Conceptual overviews — read these before the reference pages if you're new:

  • How It Works — model, facts, providers, the engine's place
  • Simulation — model drift detection, regression harness, design-time validation
  • Troubleshooting — the 3am flagship workflow

Provider authors — start here instead:


MCP Service

mgtt exposes its constraint engine as an MCP service, callable by LLMs and AI agents. CLI and MCP are equal consumers.

Tools

mgtt://tools/plan          run constraint engine, return failure path tree
mgtt://tools/probe         run a probe, append fact, return updated tree
mgtt://tools/fact/add      add a manual fact, return updated tree
mgtt://tools/ls/components list components and current status
mgtt://tools/ls/facts      list facts for a component

Tool Schemas

plan

{
  "input": {
    "component":  "string (optional — defaults to outermost)",
    "from_fact":  "string (optional — e.g. 'error_rate=0.94')"
  },
  "output": {
    "incident":    "string",
    "entry_point": "string",
    "state":       "string",
    "paths": [{
      "id":         "string",
      "components": ["string"],
      "hypothesis": "string",
      "eliminated": "boolean",
      "reason":     "string (if eliminated)"
    }],
    "suggested_probe": {
      "component":  "string",
      "fact":       "string",
      "eliminates": ["string"],
      "cost":       "low | medium | high",
      "access":     "string",
      "command":    "string"
    }
  }
}

probe

{
  "input": {
    "component": "string",
    "fact":      "string (optional — all facts if omitted)"
  },
  "output": {
    "fact":              "string",
    "value":             "any",
    "collector":         "string",
    "at":                "ISO8601",
    "paths_remaining":   "integer",
    "paths_eliminated":  "integer",
    "updated_plan":      "plan output (full)"
  }
}

fact/add

{
  "input": {
    "component": "string",
    "key":       "string",
    "value":     "any",
    "at":        "ISO8601 (optional)",
    "note":      "string (optional)"
  },
  "output": {
    "appended":      "boolean",
    "updated_plan":  "plan output (full)"
  }
}

Autonomy Modes

observe       AI sees facts and paths, surfaces to human
              never calls probe or fact/add autonomously

assist        AI runs probe when cost == low AND access is read-only
              surfaces to human for cost == medium|high or write
              default mode

autonomous    AI drives the full loop, human gets report at end
              not recommended for production systems

Design Principles

  • Zero cognitive load at incident time. The on-call engineer runs mgtt diagnose and reads a structured report. All system knowledge lives in the model, authored calmly beforehand.
  • Simple until explicit. Defaults cover 90% of cases. Namespacing and overrides exist for the other 10%.
  • Pecking order is the single resolution rule. Type, facts, probes, data types all resolve the same way: first provider wins.
  • State is observed, not declared. Component states derive from facts automatically. Engineers never set or advance state.
  • Stdlib is primitives only. Higher-level types belong in providers.
  • Credentials belong to the environment. mgtt never stores, manages, or transmits credentials.

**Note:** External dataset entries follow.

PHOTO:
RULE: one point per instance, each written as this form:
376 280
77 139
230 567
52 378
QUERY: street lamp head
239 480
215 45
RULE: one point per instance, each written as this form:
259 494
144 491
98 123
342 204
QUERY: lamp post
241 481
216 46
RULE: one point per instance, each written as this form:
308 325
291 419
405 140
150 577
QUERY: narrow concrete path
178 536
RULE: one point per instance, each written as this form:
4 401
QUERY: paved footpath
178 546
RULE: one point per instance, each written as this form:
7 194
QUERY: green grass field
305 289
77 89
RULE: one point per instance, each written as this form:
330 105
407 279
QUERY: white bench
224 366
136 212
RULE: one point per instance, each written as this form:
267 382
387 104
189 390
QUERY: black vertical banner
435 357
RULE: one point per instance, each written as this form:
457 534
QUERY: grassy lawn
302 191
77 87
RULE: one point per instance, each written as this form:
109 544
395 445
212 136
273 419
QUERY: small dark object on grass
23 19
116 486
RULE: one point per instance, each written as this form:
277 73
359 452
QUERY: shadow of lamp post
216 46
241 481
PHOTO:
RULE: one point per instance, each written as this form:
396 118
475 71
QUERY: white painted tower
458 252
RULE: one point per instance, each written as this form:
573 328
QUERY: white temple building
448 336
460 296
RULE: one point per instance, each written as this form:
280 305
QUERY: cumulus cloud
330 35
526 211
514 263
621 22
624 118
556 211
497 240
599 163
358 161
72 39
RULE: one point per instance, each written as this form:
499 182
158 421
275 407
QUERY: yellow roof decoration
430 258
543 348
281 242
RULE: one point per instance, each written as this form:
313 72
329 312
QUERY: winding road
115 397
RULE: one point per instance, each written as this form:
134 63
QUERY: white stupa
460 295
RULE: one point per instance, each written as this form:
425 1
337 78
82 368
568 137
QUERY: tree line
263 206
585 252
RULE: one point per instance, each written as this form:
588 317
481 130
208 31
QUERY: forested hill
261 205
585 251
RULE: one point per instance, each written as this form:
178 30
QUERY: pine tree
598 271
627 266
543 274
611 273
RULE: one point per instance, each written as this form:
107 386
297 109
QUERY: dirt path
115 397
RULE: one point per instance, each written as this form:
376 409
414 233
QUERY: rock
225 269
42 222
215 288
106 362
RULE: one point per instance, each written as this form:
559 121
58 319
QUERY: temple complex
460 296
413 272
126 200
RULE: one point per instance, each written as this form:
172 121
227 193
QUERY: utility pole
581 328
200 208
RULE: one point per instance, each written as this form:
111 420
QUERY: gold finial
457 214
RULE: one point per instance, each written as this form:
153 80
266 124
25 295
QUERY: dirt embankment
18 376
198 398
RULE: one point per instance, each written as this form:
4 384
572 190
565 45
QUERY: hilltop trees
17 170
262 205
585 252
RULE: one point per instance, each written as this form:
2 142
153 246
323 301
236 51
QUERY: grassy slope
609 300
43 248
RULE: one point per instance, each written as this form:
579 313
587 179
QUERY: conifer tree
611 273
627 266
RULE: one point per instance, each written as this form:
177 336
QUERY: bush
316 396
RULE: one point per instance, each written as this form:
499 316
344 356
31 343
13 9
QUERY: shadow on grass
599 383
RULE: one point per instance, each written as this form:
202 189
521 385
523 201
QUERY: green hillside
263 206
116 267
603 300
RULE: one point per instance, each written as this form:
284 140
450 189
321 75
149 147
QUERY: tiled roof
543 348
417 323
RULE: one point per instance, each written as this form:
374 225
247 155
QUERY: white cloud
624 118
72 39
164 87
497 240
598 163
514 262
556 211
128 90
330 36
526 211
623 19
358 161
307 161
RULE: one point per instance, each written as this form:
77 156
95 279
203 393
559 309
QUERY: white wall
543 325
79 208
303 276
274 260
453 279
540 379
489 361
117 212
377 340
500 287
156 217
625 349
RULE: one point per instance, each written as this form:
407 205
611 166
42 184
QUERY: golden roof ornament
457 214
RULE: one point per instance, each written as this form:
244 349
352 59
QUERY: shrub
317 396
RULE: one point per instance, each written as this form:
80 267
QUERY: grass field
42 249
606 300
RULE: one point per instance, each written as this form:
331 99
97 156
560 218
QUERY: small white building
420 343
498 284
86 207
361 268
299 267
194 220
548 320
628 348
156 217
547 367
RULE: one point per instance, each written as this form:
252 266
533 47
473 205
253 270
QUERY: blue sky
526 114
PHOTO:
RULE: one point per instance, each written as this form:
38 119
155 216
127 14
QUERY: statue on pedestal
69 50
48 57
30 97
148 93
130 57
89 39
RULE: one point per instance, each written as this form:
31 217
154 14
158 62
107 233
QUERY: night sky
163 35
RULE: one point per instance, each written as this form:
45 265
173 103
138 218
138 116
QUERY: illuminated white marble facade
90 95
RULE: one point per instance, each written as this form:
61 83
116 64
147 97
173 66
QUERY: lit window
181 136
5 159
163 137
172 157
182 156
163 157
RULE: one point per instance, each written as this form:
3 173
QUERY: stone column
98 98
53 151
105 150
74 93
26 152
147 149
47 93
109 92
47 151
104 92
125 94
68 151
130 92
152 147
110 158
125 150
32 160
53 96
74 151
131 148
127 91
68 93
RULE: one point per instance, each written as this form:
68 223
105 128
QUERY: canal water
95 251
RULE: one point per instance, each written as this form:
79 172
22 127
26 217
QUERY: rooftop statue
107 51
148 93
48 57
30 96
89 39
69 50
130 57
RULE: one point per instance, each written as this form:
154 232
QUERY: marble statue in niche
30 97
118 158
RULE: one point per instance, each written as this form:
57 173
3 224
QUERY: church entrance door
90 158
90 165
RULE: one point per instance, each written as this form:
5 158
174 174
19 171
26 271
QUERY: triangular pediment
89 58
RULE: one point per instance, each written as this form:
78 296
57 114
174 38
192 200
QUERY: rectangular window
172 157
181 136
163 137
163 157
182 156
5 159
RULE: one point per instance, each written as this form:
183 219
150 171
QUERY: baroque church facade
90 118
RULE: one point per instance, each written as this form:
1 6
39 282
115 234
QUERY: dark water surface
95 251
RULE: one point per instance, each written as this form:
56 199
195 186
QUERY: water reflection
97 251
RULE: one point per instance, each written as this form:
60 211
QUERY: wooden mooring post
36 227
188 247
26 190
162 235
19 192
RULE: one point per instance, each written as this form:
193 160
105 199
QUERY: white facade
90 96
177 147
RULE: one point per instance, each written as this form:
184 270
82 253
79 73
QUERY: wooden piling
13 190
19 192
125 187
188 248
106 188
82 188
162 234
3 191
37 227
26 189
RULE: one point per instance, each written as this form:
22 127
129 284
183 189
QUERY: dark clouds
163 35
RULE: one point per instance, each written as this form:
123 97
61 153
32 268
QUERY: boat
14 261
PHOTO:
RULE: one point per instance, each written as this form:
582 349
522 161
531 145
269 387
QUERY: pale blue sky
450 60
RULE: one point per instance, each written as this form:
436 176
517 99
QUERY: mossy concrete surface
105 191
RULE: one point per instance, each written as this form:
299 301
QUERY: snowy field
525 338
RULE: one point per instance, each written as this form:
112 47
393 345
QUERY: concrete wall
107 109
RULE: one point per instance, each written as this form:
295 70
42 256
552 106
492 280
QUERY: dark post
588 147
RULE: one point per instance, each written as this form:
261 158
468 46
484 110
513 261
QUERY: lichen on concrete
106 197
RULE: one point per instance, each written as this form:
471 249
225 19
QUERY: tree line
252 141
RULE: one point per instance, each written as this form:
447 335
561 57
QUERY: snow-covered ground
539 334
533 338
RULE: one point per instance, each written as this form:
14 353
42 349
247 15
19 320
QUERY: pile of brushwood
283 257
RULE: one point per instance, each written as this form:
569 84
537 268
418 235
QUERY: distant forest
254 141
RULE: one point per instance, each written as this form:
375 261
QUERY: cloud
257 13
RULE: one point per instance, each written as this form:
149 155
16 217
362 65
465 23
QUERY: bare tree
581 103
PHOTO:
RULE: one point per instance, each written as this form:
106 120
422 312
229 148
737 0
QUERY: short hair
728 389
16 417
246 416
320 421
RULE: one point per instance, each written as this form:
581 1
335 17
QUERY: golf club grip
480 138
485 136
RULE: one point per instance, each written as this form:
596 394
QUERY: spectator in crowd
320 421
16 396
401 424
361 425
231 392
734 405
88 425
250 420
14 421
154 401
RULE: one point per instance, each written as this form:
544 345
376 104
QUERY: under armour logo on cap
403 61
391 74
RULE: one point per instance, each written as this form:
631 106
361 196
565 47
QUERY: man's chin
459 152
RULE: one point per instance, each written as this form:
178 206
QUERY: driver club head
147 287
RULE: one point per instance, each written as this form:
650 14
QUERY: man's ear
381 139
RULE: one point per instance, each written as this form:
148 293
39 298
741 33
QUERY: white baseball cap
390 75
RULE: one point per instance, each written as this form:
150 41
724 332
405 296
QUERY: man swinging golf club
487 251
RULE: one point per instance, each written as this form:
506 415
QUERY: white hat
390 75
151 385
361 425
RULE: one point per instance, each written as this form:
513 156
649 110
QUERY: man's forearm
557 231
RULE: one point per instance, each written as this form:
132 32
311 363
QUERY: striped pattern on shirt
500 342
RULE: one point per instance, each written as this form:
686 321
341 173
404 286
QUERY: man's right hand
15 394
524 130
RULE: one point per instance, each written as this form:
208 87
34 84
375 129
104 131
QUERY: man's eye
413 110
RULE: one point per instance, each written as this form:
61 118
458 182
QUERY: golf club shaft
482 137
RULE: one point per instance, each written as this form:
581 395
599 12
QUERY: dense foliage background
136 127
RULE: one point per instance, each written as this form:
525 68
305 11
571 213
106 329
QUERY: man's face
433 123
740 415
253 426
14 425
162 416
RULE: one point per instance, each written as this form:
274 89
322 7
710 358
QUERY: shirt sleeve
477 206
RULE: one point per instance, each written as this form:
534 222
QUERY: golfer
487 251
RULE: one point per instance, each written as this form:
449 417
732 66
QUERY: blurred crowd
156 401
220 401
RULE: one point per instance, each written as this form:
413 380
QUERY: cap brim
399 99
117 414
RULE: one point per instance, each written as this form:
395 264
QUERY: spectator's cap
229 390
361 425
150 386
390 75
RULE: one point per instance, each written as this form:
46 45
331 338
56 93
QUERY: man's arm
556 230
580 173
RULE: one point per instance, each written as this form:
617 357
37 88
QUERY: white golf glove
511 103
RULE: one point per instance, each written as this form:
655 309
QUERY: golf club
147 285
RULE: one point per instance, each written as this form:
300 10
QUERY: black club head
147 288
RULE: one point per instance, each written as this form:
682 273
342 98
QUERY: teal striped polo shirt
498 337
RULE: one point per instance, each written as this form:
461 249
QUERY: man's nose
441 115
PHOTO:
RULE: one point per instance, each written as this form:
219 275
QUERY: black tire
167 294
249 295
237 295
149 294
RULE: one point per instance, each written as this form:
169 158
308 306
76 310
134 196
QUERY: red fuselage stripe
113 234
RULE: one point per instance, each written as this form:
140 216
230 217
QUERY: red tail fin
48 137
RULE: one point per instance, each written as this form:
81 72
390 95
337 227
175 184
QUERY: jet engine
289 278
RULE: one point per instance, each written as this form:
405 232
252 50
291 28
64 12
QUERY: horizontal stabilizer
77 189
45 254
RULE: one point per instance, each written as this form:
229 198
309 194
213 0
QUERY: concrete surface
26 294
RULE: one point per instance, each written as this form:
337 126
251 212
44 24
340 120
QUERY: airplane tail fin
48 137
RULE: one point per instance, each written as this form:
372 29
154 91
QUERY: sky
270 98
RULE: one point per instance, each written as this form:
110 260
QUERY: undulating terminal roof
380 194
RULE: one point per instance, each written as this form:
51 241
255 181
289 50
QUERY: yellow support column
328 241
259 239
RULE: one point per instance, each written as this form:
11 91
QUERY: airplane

Same model as Terraform.
  • Providers are self-contained and external. Each provider lives in its own git repository. Providers depend only on the mgtt provider SDK.
  • AI friendly, not AI dependent. MCP makes mgtt callable by any LLM. The constraint engine reasons — the AI drives the loop.
  • Append only. The fact store is a record, not a scratchpad.
  • Derive, don't persist. State machine and failure path tree computed fresh. Only observations and current position stored.
  • Engine is pure. The constraint engine has no I/O, no probe execution, no credential access, no filesystem operations. It takes a model, providers, and facts as input and returns a failure path tree. The same engine is callable from the CLI, simulation runner, and MCP service — only the source of facts differs.
  • Guided, not automated. mgtt tells you what to check next and why. Human or AI decides whether to check it.